Dwayne Johnson’s curious habit of starring in sequels (Be Cool, Race To Witch Mountain, Fast Five, G.I Joe: Retaliation) to films he had nothing to do with continues with Journey 2: The Mysterious Island, a dire follow-up to the 2008 3-D special effects extravaganza Journey To The Center Of The Earth, with Johnson replacing an AWOL Brendan Fraser (who apparently finally found a green-screen he could resist) as the film’s lead. This adventure strands Johnson’s famously animated features in eyebrow jail, and squanders his outsized charisma and gift for winking self-deprecation in a thankless worried-stepfather role. It doesn’t call for much, beyond a lot of muscles and an ever-present look of concern for his whiny stepson.
Josh Hutcherson reprises his role from Center Of The Earth as a bratty, irritatingly rebellious book-loving adventurer whose overly indulgent stepfather (Johnson) takes him on a perilous bonding trip to uncover the titular land of mystery and find Hutcherson’s long-lost grandfather (Michael Caine). Meanwhile, Luis Guzmán works up a furious flopsweat as a comic-relief helicopter pilot and the father of Hutcherson’s arbitrary love interest (Vanessa Hudgens, formerly property of the Walt Disney corporation).

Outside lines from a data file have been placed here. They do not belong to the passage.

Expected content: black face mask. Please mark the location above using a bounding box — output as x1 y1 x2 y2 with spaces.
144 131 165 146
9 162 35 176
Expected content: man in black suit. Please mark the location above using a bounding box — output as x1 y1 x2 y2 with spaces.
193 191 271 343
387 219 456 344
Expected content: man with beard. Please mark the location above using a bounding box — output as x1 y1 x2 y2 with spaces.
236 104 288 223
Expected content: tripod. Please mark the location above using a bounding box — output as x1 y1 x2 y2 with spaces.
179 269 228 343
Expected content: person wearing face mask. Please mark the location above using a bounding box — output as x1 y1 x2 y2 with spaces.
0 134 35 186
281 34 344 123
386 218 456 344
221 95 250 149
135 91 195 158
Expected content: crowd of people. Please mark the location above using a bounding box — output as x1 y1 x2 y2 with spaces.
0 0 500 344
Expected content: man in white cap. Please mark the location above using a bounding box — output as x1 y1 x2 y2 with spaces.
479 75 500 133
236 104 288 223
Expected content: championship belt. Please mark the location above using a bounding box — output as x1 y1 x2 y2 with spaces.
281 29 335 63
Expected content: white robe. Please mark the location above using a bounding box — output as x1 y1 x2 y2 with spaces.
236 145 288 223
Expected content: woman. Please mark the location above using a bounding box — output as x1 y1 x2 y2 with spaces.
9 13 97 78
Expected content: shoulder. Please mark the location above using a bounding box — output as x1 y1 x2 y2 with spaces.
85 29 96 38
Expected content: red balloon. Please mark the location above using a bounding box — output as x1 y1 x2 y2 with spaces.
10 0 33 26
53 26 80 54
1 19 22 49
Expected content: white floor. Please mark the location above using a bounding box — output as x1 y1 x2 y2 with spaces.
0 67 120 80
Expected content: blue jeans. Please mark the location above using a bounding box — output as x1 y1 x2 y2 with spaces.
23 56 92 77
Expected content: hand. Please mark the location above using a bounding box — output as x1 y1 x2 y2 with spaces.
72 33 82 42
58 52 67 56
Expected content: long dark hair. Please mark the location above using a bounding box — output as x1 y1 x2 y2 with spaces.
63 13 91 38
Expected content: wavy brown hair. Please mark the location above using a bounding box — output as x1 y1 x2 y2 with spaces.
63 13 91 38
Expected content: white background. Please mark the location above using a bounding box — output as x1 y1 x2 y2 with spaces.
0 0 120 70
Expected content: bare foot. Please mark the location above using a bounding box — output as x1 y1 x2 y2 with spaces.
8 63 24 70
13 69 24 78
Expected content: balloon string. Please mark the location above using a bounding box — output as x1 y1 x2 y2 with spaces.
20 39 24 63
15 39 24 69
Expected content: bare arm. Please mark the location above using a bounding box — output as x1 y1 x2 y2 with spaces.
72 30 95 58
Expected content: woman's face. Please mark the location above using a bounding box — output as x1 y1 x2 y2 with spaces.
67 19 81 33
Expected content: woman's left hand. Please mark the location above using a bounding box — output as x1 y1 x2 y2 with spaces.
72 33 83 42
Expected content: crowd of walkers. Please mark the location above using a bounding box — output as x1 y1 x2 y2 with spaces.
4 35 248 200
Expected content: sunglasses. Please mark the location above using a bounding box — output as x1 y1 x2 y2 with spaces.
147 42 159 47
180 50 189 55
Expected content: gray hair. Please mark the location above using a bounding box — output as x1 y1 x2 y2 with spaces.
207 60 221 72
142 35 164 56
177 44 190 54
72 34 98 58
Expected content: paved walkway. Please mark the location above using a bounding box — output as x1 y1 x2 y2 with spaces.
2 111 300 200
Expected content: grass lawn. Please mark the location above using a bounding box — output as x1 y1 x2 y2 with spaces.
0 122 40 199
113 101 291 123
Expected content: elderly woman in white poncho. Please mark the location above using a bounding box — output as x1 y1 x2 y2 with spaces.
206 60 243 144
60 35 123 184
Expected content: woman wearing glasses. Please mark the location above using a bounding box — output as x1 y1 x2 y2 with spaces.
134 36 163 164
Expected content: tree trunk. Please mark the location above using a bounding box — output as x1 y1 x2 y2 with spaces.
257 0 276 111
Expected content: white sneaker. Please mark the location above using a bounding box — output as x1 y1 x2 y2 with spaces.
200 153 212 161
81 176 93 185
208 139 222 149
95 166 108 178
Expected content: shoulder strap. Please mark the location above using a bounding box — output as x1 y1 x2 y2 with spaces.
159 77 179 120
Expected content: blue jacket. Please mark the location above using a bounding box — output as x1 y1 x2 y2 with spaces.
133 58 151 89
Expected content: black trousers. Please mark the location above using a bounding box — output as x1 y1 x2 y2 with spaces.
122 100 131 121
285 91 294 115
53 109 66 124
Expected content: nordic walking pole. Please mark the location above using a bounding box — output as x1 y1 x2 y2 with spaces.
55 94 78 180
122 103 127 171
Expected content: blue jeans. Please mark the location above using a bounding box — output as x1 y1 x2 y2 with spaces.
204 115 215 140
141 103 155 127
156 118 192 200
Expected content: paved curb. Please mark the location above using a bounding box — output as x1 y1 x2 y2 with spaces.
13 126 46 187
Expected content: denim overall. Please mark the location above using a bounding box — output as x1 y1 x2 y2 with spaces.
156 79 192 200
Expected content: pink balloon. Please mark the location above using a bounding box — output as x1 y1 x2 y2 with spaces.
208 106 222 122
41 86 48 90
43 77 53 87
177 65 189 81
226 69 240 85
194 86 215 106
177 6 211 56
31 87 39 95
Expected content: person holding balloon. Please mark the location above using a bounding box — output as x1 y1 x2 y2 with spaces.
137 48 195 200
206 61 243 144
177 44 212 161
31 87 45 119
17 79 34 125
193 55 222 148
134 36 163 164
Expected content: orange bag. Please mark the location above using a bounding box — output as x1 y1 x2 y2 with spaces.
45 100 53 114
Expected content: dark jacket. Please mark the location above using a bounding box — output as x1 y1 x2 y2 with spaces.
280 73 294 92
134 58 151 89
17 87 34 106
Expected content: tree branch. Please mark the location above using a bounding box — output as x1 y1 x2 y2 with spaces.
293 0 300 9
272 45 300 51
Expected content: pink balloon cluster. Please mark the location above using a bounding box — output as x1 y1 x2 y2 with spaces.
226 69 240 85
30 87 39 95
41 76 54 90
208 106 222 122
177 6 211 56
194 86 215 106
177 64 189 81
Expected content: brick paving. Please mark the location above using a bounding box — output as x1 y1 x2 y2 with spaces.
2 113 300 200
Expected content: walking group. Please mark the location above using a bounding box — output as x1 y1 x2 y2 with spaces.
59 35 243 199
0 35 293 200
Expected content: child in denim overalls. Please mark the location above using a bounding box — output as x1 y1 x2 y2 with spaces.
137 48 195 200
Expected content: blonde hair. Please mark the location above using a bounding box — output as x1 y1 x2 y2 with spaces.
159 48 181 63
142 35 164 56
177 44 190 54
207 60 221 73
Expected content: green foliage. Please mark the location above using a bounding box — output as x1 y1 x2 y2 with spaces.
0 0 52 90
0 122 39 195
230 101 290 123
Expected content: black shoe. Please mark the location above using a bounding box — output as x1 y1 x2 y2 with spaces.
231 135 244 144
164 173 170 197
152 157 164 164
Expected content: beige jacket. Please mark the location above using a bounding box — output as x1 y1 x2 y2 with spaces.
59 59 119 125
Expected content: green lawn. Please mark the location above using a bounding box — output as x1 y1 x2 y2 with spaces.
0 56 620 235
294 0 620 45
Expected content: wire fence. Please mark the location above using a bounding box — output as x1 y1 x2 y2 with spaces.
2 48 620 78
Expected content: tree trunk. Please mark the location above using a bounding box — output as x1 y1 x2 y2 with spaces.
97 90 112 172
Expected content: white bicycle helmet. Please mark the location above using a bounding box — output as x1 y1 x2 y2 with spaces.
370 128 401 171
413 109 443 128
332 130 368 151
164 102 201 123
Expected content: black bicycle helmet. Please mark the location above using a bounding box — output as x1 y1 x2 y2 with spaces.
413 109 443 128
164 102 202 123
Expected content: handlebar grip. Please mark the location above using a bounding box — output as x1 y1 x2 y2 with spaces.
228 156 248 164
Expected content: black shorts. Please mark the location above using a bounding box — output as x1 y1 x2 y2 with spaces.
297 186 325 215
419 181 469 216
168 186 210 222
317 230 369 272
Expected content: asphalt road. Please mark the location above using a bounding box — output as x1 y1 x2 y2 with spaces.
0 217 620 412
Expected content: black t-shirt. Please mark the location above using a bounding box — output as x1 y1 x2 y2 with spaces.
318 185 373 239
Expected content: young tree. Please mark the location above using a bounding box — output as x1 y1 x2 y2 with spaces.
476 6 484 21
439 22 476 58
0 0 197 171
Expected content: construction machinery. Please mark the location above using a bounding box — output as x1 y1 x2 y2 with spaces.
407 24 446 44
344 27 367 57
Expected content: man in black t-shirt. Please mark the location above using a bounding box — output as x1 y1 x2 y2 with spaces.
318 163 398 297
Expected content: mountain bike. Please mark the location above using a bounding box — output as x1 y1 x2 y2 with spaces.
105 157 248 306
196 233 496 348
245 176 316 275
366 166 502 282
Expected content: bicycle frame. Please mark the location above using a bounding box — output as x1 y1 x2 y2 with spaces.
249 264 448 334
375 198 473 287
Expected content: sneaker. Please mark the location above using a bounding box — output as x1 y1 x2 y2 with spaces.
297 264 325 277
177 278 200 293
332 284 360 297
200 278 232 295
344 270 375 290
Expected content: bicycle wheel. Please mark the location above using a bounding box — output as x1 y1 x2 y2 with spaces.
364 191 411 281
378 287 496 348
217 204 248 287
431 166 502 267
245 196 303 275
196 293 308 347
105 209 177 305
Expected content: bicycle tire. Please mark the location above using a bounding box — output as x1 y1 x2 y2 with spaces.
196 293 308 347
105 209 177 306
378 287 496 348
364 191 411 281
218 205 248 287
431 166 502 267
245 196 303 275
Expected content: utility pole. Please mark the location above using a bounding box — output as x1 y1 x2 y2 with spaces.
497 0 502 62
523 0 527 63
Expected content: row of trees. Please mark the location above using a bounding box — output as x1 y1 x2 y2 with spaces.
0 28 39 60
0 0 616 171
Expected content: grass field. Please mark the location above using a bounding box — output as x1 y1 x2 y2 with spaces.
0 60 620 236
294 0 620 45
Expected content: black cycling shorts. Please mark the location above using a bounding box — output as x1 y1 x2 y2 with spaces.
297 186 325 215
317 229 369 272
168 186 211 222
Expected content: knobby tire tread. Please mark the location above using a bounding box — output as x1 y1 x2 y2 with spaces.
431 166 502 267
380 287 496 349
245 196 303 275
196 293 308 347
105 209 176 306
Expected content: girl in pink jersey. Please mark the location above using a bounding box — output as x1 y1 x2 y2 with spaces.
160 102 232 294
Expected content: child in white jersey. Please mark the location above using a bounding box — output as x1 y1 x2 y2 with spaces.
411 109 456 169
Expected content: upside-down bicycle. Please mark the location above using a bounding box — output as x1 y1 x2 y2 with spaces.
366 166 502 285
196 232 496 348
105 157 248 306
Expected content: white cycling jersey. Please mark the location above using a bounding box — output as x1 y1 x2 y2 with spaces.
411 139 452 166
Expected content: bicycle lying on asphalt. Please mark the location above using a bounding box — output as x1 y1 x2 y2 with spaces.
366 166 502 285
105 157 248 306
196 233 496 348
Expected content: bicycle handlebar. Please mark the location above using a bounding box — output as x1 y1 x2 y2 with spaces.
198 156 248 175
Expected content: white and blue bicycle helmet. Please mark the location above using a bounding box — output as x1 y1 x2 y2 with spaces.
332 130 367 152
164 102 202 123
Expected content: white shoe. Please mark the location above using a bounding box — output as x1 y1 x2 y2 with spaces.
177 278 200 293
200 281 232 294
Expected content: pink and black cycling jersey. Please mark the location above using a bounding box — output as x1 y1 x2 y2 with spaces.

Mysterious Island attempts prestige-by-association by ham-fistedly incorporating elements of Jonathan Swift’s Gulliver’s Travels and Robert Louis Stevenson’s Treasure Island into Jules Verne’s The Mysterious Island and 20,000 Leagues Under The Sea, but it’d be hard to imagine a blander or less-convincing advertisement for classic adventure literature. The film’s clumsy omnibus approach renders it a poor, dumbed-down quasi-adaptation of Swift, Stevenson, and Verne, whose works are treated largely as fact masquerading as fiction. The 3-D setpieces are the film’s sole raison d’être, but Mysterious Island doles them out stingily, and its exotic setting registers as a poor man’s Pandora. Journey 2 establishes a pointlessly antagonistic relationship between the ceaselessly heroic Johnson and a clearly uninterested Caine; the latter spends much of the film apathetically hurling weak insults at the former, who risked life and limb to reunite Caine with his grandson. And this relationship is established solely so Caine can finally decide maybe Johnson isn’t such a bad guy after all. (It takes Hutcherson nearly the entire film to reach that staggeringly obvious conclusion.) Island ends by teasing yet another fuzzily Verne-based sequel, when it really should let the poor man and his much-picked-over oeuvre be.